Se metió la mano en el bolsillo de la chaqueta y acarició la navaja que había robado del cuarto de baño. Le producía un extraño alivio, una rara calma, saber que estaba allí, reconfortante como una vieja amiga. Sí, una vieja amiga, aquella sencilla navaja de afeitar con su auténtica hoja de acero.

Esta vez, por fin, lo haría como era debido.

Capítulo 71

– ¡Adelante! -gritó Everett, sin molestarse siquiera en comprobar a quién le daba permiso para entrar en su habitación de hotel. ¿Podía haber algo más sencillo?

Sonrió y entró con el carrito del servicio de habitaciones. Luego aguardó. Aquella euforia, aquella trepidación, era mejor que cualquier brebaje casero que pudiera preparar la tribu zulú. A fin de cuentas, llevaba mucho tiempo esperando ese momento. Así que esperó pacientemente como si aguardara una propina.

Everett se giró al fin, listo para despedirlo con un ademán, pero sus ojos pasaron sobre su cara una vez y volvieron luego atrás. Una rápida toma doble.

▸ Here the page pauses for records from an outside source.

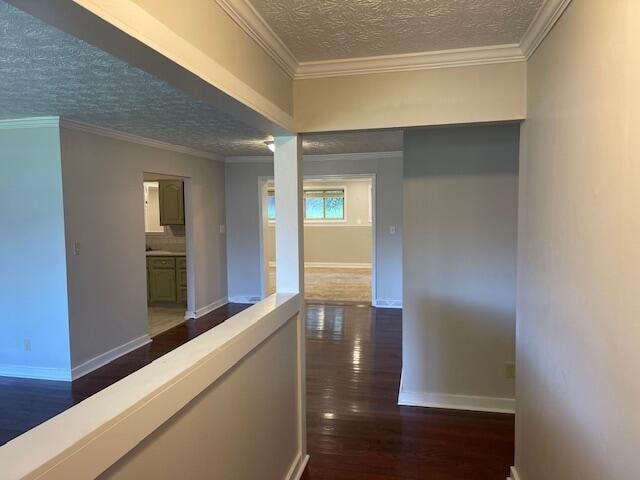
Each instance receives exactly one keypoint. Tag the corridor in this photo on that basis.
(356, 430)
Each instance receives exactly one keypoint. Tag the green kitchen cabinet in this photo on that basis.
(167, 279)
(162, 285)
(171, 197)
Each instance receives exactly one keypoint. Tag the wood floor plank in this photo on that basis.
(356, 430)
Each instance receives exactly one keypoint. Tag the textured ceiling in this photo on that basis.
(335, 29)
(44, 71)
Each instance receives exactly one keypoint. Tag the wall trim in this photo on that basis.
(396, 154)
(297, 467)
(38, 373)
(407, 62)
(514, 474)
(129, 137)
(108, 356)
(456, 402)
(30, 122)
(331, 264)
(387, 303)
(245, 299)
(248, 18)
(542, 23)
(189, 314)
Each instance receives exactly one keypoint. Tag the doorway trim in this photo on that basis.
(262, 209)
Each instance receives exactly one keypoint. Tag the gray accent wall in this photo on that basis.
(243, 222)
(104, 212)
(33, 286)
(460, 233)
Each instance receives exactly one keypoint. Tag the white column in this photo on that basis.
(289, 252)
(289, 222)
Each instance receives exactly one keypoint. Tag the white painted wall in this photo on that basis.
(460, 223)
(243, 236)
(347, 241)
(578, 330)
(104, 211)
(33, 285)
(222, 433)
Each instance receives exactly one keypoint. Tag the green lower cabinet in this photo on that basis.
(162, 286)
(166, 280)
(182, 294)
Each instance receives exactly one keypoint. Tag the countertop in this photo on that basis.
(165, 253)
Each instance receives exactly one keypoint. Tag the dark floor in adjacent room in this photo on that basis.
(356, 430)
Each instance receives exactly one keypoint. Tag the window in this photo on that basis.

– ¿Tú? ¿Qué coño haces tú aquí?

– Se me ha ocurrido traerte una golosina, una sorpresa antes de tu último sermón.

– Creía que estarías merodeando por ahí, buscando otra jovencita. Buscando un modo de destruirme.

– El mérito no es sólo mío.

Everett sacudió la cabeza con desdén, sin temor alguno, como si él fuera uno más de sus seguidores.

– Lárgate -le dijo-. Vete y déjame en paz. Estoy harto de tus mentiras. Tienes suerte de que sólo te hayamos hecho algunas advertencias.

– Sí, ya. Sólo advertencias. ¿Es porque no te atreves a hacerle daño a tu propio hijo? ¿Es ésa la única razón por la que he tenido tanta suerte?

Everett lo miró con fijeza. Pero no parecía sorprendido. ¿Lo habría sabido desde el principio? No. Era imposible. Era simplemente otro de sus trucos.

– ¿Cómo lo averiguaste?

¡Joder! ¡Lo sabía! ¿Complicaba eso las cosas? No, las hacía más fáciles. Él muy cabrón lo sabía. Lo había sabido todos esos años.

– Te lo dijo ella antes de morir -dijo Everett como si lo supiera todo, como si hubiera asistido a la muerte de ella. No tenía derecho y, pese a todo, añadió-: Leí lo de su muerte. Creo que fue en el New York Times, o quizá en el Daily News. Tú sabes que me preocupaba por ella. ¿Eso también te lo dijo?

No quería escucharlo. Eran todo mentiras.

– No, eso no me lo dijo. Esa parte no la puso en su diario -tenía que refrenar la ira, pero el brebaje había empezado a infiltrase en su organismo, y las palabras de Everett le parecían una lava líquida y caliente que le abrasaba el cerebro y contaminaba sus recuerdos-. Pero mencionaba lo que le hiciste. Sobre eso había páginas y páginas. Sobre la clase de cabrón que eres en realidad.

Sintió que se le cerraban los puños. Sí, dejaría que la ira le nutriera. La ira y las hermosas palabras de su madre, aquel mantra que había memorizado a partir de las anotaciones de su diario. Sus palabras le habían servido de combustible a lo largo de aquella misión. Ahora no le fallarían.

– Me preguntaba cuándo lo averiguarías -la voz de Everett parecía todavía serena, sin un atisbo de miedo-. Sabía que era sólo cuestión de tiempo. Creía que quizá se trataba de eso. Me refiero a lo de esas chicas. Intentabas vengarte de mí, ¿verdad?